These sectoral differences dictate the flow of capital and talent. As banking stabilizes, talent competition may shift to less mature sectors like healthcare or public administration, where the needs are acute but budgets may be more constrained. Understanding these macro-flows is essential for policy-makers attempting to harmonize resilience across the Union.
The Road Ahead
As 2025 draws to a close, the European cybersecurity landscape reflects a pragmatic recalibration. Regulation has imposed discipline; resource scarcity has forced efficiency. The shift toward technology-centric defense is less a strategic preference than an adaptation to market reality.

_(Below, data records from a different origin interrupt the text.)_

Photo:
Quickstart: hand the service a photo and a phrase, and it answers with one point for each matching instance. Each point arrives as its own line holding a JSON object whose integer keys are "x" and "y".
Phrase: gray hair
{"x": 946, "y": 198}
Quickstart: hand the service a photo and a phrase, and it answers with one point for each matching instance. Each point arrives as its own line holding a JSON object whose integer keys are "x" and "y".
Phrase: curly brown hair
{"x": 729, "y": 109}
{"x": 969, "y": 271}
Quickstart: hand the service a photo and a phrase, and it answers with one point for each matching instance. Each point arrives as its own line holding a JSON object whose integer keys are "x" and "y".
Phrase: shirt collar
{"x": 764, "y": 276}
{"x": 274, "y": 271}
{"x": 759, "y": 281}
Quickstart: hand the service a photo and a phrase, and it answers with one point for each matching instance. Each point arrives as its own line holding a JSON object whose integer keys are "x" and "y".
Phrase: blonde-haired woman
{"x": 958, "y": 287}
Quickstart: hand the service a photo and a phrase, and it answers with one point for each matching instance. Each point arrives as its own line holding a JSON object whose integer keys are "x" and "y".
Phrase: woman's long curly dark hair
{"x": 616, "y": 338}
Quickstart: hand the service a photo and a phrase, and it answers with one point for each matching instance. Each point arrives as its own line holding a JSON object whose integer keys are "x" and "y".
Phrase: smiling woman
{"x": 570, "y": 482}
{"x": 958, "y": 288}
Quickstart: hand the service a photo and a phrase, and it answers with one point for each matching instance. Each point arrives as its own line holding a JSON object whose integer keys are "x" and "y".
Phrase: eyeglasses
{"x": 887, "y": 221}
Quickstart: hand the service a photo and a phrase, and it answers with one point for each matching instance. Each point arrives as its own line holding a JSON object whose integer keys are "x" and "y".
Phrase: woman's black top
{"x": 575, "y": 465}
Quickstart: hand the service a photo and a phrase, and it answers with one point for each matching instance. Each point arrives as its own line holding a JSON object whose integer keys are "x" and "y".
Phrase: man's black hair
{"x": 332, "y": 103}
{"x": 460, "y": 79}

Yet the data exposes an uncomfortable gap between investment and execution. Organizations are acquiring modern toolsets while fundamental processes—patching, assessments, supplier verification—remain inconsistent. The challenge ahead is not procurement but operational follow-through: ensuring that automation serves as a force multiplier for sustainable teams rather than a substitute for the procedural rigor that no tool can automate away.
Postscript: Implications Across the Organization
The preceding analysis draws primarily on findings relevant to large enterprises with dedicated cybersecurity functions. However, the ENISA data carries distinct implications for two additional constituencies—SMEs and executive leadership—while also raising questions about technology’s role in addressing the structural talent deficit.
For Small and Medium-Sized Enterprises
The two-tier security landscape documented in the ENISA report places SMEs at disproportionate risk. With 63% reporting no security assessment in the past year and over half taking more than three months to patch critical vulnerabilities, smaller organizations face exposure levels that enterprise-scale recommendations cannot address.
For SMEs operating under resource constraints, the data suggests a triage approach. First, prioritize internet-facing assets: if full patching cycles are impractical, focus remediation on systems directly exposed to external threats. Second, leverage managed security service providers where internal capacity is absent—though the report’s finding that 43% of ICT service management entities have not undergone security testing themselves warrants careful vendor diligence. Third, engage with sector-specific Information Sharing and Analysis Centres (ISACs) where available; the ENISA data indicates that organizations in sectors new to NIS2 remain notably disengaged from collaborative information-sharing initiatives, leaving threat intelligence on the table.
Budget limitations are real, but the cost of a breach—operational disruption, regulatory penalty, reputational damage—scales differently for organizations with thinner margins. The baseline investment may not be optional; but may be existential.
For Boards and Executive Leadership
NIS2 introduces management accountability provisions that elevate cybersecurity from an operational concern to a governance obligation. Executive leadership should read the ENISA findings through three lenses.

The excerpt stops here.